Schönbrunn Palace was the Habsburg rulers‘ primary summer residence, and it is located in Hietzing, Vienna’s 13th district. It’s one of the country’s most significant architectural, cultural and historical landmark, built in Rococo style. It has become major tourist attraction in both Vienna and Austria, since 1950s.
The complex consists of palace with many areas opened for public, museums, and gardens. The gardens are home to Imperial Carriage Museum, Crown Prince Garden, Orangery Garden, Maze & Labyrinth, Zoo, Palm House and Desert Experience House. Usually it takes at least an entire day to see all points of interest in the area.
|Location||Schönbrunner Schloßstraße 47, 1130 Wien, 13th district, Hietzing|
|How to get there||U4, Wien Hütteldorf from Schwedenplatz or U3, Wien Ottakring from Stefansplatz (plus tram No. 10), or bus 10A|
|Ticket Price||From $10, depends on the package|
|Opening hours||7 days a week, 10:00-17:00|
The palace has more than 1,400 rooms, from which 45 can be visited, so there are several different tour types offered for visitors: grand tour, imperial tour or ground floor tour.
Schönbrunn (“beautiful spring”) was popular hunting and recreational area for royals, long before anything was built there.
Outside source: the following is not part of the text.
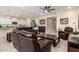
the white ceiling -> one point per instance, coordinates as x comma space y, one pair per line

The original idea was to build hunting lodge, but gradually project grew to become a massive palace, which took its final shape and style in 18th century.
Both palace and gardens are part of UNESCO World Heritage since 1996 and property is managed by Schloss Schönbrunn Kultur und Betriebsges company, owned by Republic of Austria.
Palace was a host to many historical events, such as The Congress of Vienna, which was hosted in the Grand Gallery in years 1814/15, and Emperor Charles I signed renounced from state affairs in 1918 and subsequently dethroned in 1919. Mozart was visiting the palace as a six year old and already a child musical prodigy of the era.